Ancora, quando si esce dagli scambi di pura comicità (e qui la presenza dell’australiano Hemsworth aiuta a incendiare le situazioni comiche) il film perde focalizzazione. Posso quasi sentire lo stupore della produzione: gli elementi ci sono tutti, gli snodi di trama, il bla-bla-bla meta-tecno-fisico, gli effettoni speciali di alto livello, i fantasmi abbastanza ben caratterizzati. E allora?
Secondo me i motivi per cui non funziona Ghostbusters del 2016 (di cui già si sa che ci sarà un sequel) sono due. Il primo è che siamo tutti cresciuti e diventati più “adulti”, meno ingenui, più disincantati. Comparire per pochi secondi in una inquadratura ti dava fama eterna perché c’era una tale scarsità di miti e di nuovi immaginari che bastava veramente poco per farsi affascinare. Se riguardate il video musicale del 1984 capirete forse meglio cosa voglio dire.
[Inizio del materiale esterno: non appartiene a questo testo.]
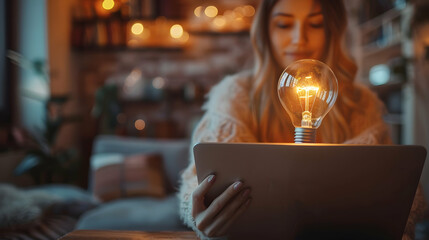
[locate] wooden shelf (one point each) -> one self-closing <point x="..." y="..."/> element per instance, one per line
<point x="219" y="34"/>
<point x="128" y="49"/>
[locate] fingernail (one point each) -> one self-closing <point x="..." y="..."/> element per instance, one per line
<point x="245" y="193"/>
<point x="237" y="185"/>
<point x="210" y="178"/>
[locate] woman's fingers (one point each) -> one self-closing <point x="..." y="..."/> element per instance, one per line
<point x="227" y="213"/>
<point x="225" y="228"/>
<point x="199" y="193"/>
<point x="206" y="218"/>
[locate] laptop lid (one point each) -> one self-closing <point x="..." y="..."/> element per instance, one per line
<point x="316" y="191"/>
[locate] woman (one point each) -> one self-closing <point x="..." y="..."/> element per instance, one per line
<point x="245" y="107"/>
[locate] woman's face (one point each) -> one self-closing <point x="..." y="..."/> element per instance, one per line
<point x="296" y="31"/>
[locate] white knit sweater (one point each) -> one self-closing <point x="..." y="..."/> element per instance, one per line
<point x="229" y="119"/>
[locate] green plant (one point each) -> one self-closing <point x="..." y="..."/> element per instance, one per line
<point x="45" y="162"/>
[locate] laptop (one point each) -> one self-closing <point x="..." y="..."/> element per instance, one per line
<point x="316" y="191"/>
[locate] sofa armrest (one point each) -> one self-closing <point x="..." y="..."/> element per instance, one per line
<point x="175" y="153"/>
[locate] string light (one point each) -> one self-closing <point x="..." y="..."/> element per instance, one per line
<point x="176" y="31"/>
<point x="137" y="28"/>
<point x="211" y="11"/>
<point x="139" y="124"/>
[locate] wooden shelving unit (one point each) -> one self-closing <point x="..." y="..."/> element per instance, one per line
<point x="384" y="41"/>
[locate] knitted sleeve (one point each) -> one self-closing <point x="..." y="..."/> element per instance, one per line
<point x="369" y="128"/>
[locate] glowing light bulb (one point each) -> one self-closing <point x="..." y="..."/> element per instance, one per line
<point x="307" y="90"/>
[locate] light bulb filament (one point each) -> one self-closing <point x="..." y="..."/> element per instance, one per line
<point x="307" y="97"/>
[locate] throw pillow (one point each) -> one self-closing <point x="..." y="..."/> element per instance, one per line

E poi perché il reboot cerca di trasformare letteralmente una squadra maschile in una squadra femminile, senza però cambiare niente. Ma sono donne, non uomini. E imitare gli uomini non è una buona strategia per far crescere una consapevolezza di genere. I personaggi di Ghostbusters originale sono degli stereotipi, piatti, bassi, che funzionano grazie agli interpreti. Sono delle maschere, a cui non puoi semplicemente cambiare sesso e pensare che funzionino come prima: ci vuole un salto di fantasia e la capacità di fare qualcosa di più, essere originali, infedeli rispetto al passato. Ghostbusters del 2016 è fermo esattamente lì, a metà del guado. Un film ben fatto e interpretato ma per niente coraggioso. È la sua rovina.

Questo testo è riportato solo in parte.